Indien het burgemeester en wethouders voorzien dat een investeringsbedrag dreigt te worden overschreden, wordt dit door burgemeester en wethouders aan de raad ter autorisatie voorgelegd. Dit gebeurt voor afwijkingen met een minimum van € 50.000 én meer dan 2% aan uitgaven of inkomsten.
Kleinere afwijkingen kunnen ook ter autorisatie worden voorgelegd indien deze als politiek en/of bestuurlijk gevoelig worden beoordeeld. De autorisatie gebeurt via de tussentijdse rapportage, als bedoeld in artikel 5.
Afwijkingen aan het einde van het begrotingsjaar, die niet eerder in een rapportagemoment zijn geautoriseerd door de raad worden toegelicht in de jaarrekening en worden via vaststelling van de jaarrekening door de raad geautoriseerd.
Artikel 6 Waardering en afschrijving vaste activa
De materiële vaste activa worden afgeschreven overeenkomstig de bij deze verordening behorende tabel met afschrijvingstermijnen. Afwijking van deze tabel is slechts mogelijk bij raadsbesluit. Activa met een verkrijgingprijs van minder dan € 5.000 worden niet geactiveerd, uitgezonderd gronden en terreinen, tenzij zij behoren tot een groep van activa.
Kosten voor onderzoek en ontwikkeling worden niet geactiveerd tenzij deze binnen afzienbare tijd gevolgd worden door een investering in materiële vaste activa. De kosten komen in dat geval ten laste van de investering en worden in maximaal vijf jaar lineair afgeschreven. In de andere gevallen worden de kosten in het betreffend jaar in één keer afgeboekt.

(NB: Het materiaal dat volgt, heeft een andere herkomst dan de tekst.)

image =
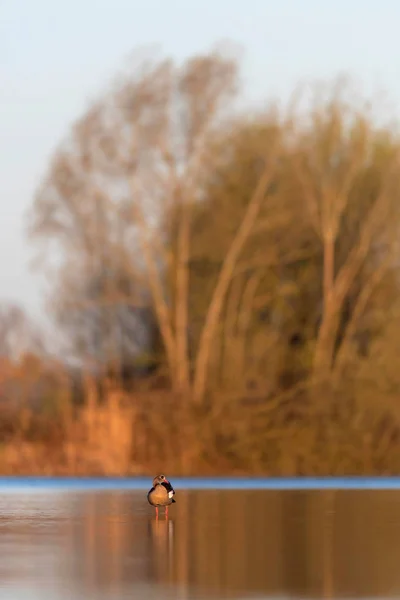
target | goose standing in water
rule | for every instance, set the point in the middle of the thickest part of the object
(161, 494)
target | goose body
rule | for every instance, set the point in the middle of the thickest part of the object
(161, 494)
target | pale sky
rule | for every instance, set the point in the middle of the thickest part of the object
(55, 56)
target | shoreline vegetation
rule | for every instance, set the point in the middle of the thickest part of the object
(224, 282)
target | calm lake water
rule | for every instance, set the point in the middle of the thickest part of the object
(89, 540)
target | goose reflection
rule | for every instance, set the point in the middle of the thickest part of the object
(162, 546)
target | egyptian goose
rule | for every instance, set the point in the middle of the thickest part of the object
(161, 494)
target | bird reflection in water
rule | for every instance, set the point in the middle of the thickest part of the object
(162, 543)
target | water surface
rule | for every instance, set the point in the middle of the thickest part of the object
(99, 539)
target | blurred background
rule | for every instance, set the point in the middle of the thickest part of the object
(199, 237)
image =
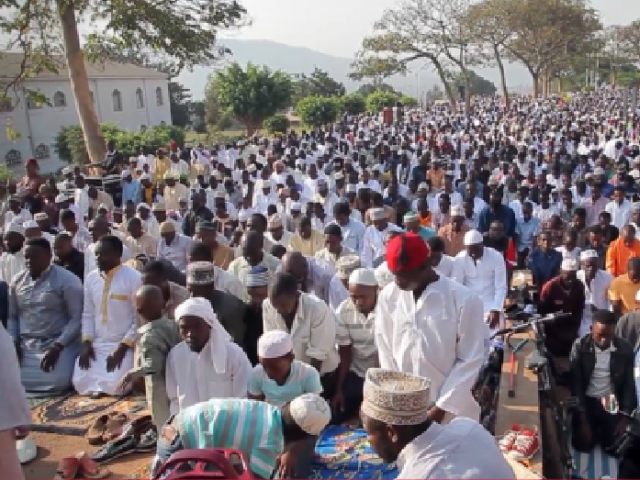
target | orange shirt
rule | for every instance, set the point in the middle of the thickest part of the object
(618, 255)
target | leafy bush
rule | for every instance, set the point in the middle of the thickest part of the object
(379, 99)
(278, 123)
(70, 144)
(317, 111)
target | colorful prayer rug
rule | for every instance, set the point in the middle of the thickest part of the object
(344, 452)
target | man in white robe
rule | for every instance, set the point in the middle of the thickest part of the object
(431, 326)
(108, 322)
(207, 364)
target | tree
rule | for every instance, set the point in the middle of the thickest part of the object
(183, 33)
(318, 111)
(380, 99)
(478, 84)
(279, 123)
(430, 31)
(354, 104)
(180, 102)
(319, 83)
(249, 95)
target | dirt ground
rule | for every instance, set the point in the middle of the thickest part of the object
(52, 448)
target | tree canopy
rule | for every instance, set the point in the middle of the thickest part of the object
(249, 95)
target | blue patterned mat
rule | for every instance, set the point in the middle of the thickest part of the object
(344, 452)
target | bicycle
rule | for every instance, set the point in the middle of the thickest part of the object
(542, 364)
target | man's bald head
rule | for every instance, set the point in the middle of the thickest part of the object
(297, 265)
(150, 302)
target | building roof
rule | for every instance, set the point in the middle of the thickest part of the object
(10, 63)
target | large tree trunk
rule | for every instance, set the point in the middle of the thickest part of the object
(447, 86)
(503, 76)
(91, 131)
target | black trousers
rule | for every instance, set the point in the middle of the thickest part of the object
(602, 424)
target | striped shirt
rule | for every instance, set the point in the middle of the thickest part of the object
(251, 426)
(353, 328)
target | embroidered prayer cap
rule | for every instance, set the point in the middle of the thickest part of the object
(396, 398)
(363, 276)
(211, 226)
(14, 227)
(167, 227)
(311, 412)
(275, 221)
(274, 344)
(258, 276)
(200, 273)
(410, 217)
(569, 265)
(588, 254)
(457, 211)
(378, 214)
(346, 265)
(472, 237)
(406, 252)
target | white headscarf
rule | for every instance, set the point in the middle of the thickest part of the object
(218, 338)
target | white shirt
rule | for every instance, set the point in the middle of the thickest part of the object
(619, 212)
(192, 379)
(442, 337)
(486, 277)
(373, 243)
(595, 295)
(460, 449)
(313, 331)
(177, 253)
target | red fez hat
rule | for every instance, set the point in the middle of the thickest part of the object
(407, 252)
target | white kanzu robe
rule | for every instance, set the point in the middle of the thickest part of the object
(108, 319)
(442, 337)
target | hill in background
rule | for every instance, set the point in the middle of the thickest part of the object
(293, 59)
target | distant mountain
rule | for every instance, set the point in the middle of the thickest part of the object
(293, 59)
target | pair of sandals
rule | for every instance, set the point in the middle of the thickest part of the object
(80, 466)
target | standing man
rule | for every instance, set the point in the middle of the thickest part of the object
(437, 330)
(108, 322)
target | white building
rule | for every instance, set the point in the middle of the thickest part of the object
(130, 96)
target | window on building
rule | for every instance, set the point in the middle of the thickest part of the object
(117, 101)
(59, 100)
(139, 98)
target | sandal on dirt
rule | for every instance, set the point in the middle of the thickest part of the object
(97, 429)
(89, 468)
(68, 468)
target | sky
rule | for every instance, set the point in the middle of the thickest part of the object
(337, 27)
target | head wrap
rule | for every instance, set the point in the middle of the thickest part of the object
(311, 412)
(219, 337)
(396, 398)
(347, 264)
(201, 273)
(258, 276)
(167, 227)
(472, 237)
(415, 250)
(363, 276)
(274, 344)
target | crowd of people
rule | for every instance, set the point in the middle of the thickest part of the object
(268, 287)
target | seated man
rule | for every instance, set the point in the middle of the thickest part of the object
(272, 437)
(395, 414)
(108, 322)
(207, 364)
(601, 368)
(45, 310)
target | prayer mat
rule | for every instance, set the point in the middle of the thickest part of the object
(595, 464)
(74, 414)
(344, 452)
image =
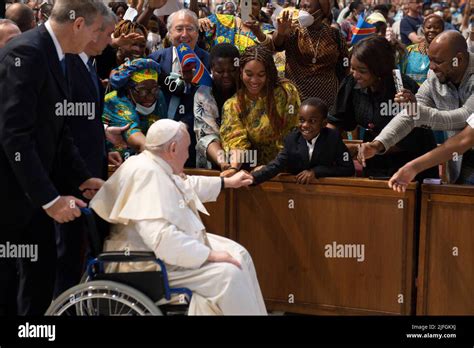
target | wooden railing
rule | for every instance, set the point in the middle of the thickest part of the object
(290, 229)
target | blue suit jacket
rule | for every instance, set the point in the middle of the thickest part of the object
(31, 86)
(88, 134)
(165, 58)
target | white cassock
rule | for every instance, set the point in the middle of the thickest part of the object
(154, 210)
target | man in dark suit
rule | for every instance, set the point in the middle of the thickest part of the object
(310, 152)
(183, 27)
(36, 150)
(89, 137)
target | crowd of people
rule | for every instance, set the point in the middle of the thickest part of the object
(276, 90)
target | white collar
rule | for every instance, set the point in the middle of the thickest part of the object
(85, 58)
(59, 49)
(160, 161)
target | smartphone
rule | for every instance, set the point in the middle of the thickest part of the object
(246, 10)
(397, 78)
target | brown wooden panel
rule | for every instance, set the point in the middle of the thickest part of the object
(288, 246)
(446, 281)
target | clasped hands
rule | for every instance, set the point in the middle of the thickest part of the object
(67, 208)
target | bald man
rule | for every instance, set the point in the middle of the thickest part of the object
(443, 102)
(22, 15)
(8, 30)
(456, 145)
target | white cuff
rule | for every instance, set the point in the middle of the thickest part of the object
(50, 204)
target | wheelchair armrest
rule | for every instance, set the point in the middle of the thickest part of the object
(129, 256)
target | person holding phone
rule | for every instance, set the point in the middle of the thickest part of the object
(244, 31)
(366, 99)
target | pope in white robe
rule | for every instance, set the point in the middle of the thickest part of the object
(154, 207)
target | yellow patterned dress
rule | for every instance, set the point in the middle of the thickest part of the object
(225, 29)
(254, 131)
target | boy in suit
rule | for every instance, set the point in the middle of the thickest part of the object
(311, 151)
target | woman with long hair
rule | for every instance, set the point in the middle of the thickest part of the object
(264, 110)
(316, 55)
(366, 99)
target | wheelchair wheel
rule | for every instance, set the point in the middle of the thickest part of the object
(102, 298)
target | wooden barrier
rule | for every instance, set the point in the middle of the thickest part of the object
(445, 273)
(289, 230)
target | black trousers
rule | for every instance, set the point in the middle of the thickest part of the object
(71, 240)
(76, 241)
(25, 281)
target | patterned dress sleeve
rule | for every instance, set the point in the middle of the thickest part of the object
(233, 131)
(119, 112)
(206, 126)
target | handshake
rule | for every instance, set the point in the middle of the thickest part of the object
(239, 179)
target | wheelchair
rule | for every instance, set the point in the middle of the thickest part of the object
(119, 294)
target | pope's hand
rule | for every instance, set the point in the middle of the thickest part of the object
(66, 209)
(222, 256)
(240, 179)
(90, 187)
(400, 180)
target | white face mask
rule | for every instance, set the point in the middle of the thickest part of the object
(304, 18)
(143, 110)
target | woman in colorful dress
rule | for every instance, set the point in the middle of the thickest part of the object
(416, 62)
(316, 56)
(264, 110)
(221, 28)
(136, 101)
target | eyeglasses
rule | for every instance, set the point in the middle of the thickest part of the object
(311, 121)
(189, 29)
(143, 92)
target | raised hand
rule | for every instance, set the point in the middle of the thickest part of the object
(284, 23)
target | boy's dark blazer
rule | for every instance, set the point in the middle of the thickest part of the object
(330, 157)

Artikel 9 Gemeentelijke belastingen
Burgemeester en wethouders beoordelen tenminste eenmaal per vier jaar de nota gemeentelijke belastingen op actualiteit en informeert de raad over de uitkomst. De raad stelt de kaders voortvloeiend uit de nota vast.
Verwachte verliezen op grondexploitatiecomplexen worden op eindwaarde via een verliesvoorziening ten laste van het resultaat getroffen. Een directe afwaardering op een complex vindt alleen in die gevallen plaats bij de complexen die niet verder ontwikkeld worden. De gronden worden na afwaardering overgedragen naar de materiële vaste activa.
HOOFDSTUK 4 FINANCIËLE ORGANISATIE
Burgemeester en wethouders zorgen voor en leggen vast de interne regels voor de inkoop en de aanbesteding van leveringen, diensten en werken en actualiseert deze tenminste eenmaal per vier jaar. Hierbij wordt gebruik gemaakt van een contractenregister.
Artikel 19 Subsidieverstrekking
Burgemeester en wethouders beoordelen tenminste eenmaal per vier jaar de Algemene subsidieverordening op actualiteit en informeert de raad over de uitkomst. De raad stelt de verordening vast. Burgemeester en wethouders zorgen voor nadere regels voor de verlening van subsidies conform de verordening.
HOOFDSTUK 5 ACCOUNTANTSCONTROLE
Artikel 22 Jaarrekeningcontrole
Indien de accountant bij een controle afwijkingen, waarvoor geen afdoende verklaringen gegeven kunnen worden, constateert en de afwijkingen leiden tot het niet-afgeven van een goedkeurende verklaring, meldt hij deze schriftelijk aan de raad en zendt een afschrift van deze melding aan burgemeester en wethouders.